Já no relato de pacientes que apresentam risco para desenvolvimento de uma psicose e daqueles que apresentaram um primeiro quadro, os círculos interligados de retomada de assuntos e conexão entre o que é falado são inferiores. Isso mostra uma menor conectividade da fala, consequentemente uma maior fragmentação do discurso, causada pela dificuldade em reter detalhes completos da história na memória.

Passos futuros

Outras pesquisas e testes a partir do sistema de grafos da sala estão em andamento para serem realizados com a colaboração de pesquisadores de outros países. Natalia, que também participa da Sociedade Internacional para Pesquisas em Esquizofrenia, procura estabelecer um consórcio entre países para coleta de dados de pacientes por meio do desenvolvimento de um aplicativo.

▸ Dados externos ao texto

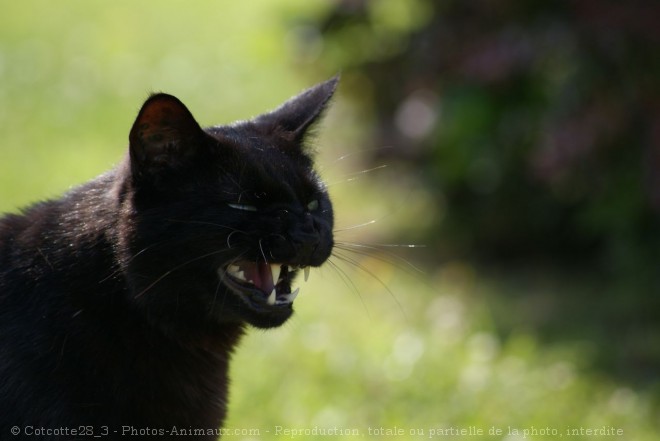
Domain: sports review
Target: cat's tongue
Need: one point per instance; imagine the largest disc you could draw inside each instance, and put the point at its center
(259, 273)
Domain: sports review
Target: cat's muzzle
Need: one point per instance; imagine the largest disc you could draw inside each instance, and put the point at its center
(262, 283)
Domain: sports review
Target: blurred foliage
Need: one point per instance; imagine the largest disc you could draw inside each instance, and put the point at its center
(533, 131)
(536, 125)
(465, 99)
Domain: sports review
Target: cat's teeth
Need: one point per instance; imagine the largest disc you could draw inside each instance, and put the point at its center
(275, 272)
(285, 299)
(235, 272)
(271, 297)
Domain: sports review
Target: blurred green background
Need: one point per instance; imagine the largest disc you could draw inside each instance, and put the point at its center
(521, 145)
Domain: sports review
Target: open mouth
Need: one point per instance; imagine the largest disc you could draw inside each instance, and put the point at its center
(263, 283)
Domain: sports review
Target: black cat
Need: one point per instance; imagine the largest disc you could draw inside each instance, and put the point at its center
(121, 302)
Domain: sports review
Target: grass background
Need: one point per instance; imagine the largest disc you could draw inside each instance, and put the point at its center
(375, 346)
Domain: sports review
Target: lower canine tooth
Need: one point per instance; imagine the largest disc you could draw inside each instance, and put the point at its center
(271, 297)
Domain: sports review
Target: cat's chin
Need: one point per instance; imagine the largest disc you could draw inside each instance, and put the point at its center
(264, 291)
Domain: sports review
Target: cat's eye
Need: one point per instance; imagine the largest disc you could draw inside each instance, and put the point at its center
(313, 206)
(243, 207)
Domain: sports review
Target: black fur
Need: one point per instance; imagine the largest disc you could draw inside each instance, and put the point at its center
(117, 307)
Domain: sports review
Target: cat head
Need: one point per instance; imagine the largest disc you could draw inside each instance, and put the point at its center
(218, 222)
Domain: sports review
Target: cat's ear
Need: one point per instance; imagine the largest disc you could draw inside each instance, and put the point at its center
(164, 136)
(294, 118)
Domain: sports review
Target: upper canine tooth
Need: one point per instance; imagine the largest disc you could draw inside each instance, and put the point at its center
(293, 295)
(271, 297)
(232, 269)
(275, 272)
(236, 272)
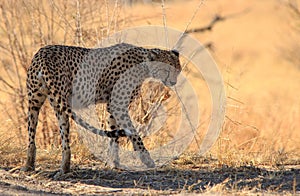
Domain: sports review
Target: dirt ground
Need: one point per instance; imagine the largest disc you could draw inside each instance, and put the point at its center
(96, 179)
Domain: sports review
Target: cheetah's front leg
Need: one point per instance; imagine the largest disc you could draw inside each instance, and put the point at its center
(144, 155)
(64, 127)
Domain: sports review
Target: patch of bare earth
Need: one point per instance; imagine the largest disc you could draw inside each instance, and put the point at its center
(95, 179)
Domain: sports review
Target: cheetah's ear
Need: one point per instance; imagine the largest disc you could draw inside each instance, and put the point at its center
(153, 54)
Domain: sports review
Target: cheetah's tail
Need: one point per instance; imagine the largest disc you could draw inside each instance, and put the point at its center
(111, 134)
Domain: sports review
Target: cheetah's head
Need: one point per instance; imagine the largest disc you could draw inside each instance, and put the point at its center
(165, 65)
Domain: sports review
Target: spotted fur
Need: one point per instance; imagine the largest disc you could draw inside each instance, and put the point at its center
(67, 76)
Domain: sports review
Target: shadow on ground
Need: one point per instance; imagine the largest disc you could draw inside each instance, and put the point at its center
(165, 180)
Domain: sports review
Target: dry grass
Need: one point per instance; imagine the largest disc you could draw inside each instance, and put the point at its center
(255, 51)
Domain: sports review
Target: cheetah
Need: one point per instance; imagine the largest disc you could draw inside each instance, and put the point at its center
(67, 73)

O objetivo é que esse aplicativo possa ser utilizado por diferentes grupos de pesquisas para ampliar a rede de colaboração. Com essas parcerias, será possível ter acesso a dados, enquadrados dentro de um mesmo sistema de grafos, que apresentem um panorama dos pacientes de diferentes regiões do mundo.

Em busca de uma inserção social de qualidade

Natalia Mota é uma das 14 pessoas que trabalharam neste estudo

Natalia Mota explica que medicamentos são efetivos para diminuir os sintomas como alucinações ou delírios e preservar a cognição, daí a importância da identificação precoce e da nova descoberta de diagnóstico em estágio ainda mais cedo. Porém, aspectos ligados ao social e ao comportamento em sociedade também são essenciais. 

“A gente treina cognição social se relacionando, com amigos, família. É importante que esses sujeitos não sejam isolados, mas acolhidos dentro de sua forma de ver e estar no mundo. Ampliar os espaços de convivência em que sejam trabalhados os aspectos negativos da estigmatização e que as características sejam compreendidas e aceitas pela sociedade como maneira de variabilidade do comportamento e não patologizadas ou vistas como diferentes são extremamente importantes para reabilitação social dessa situação”, conclui  a pesquisadora.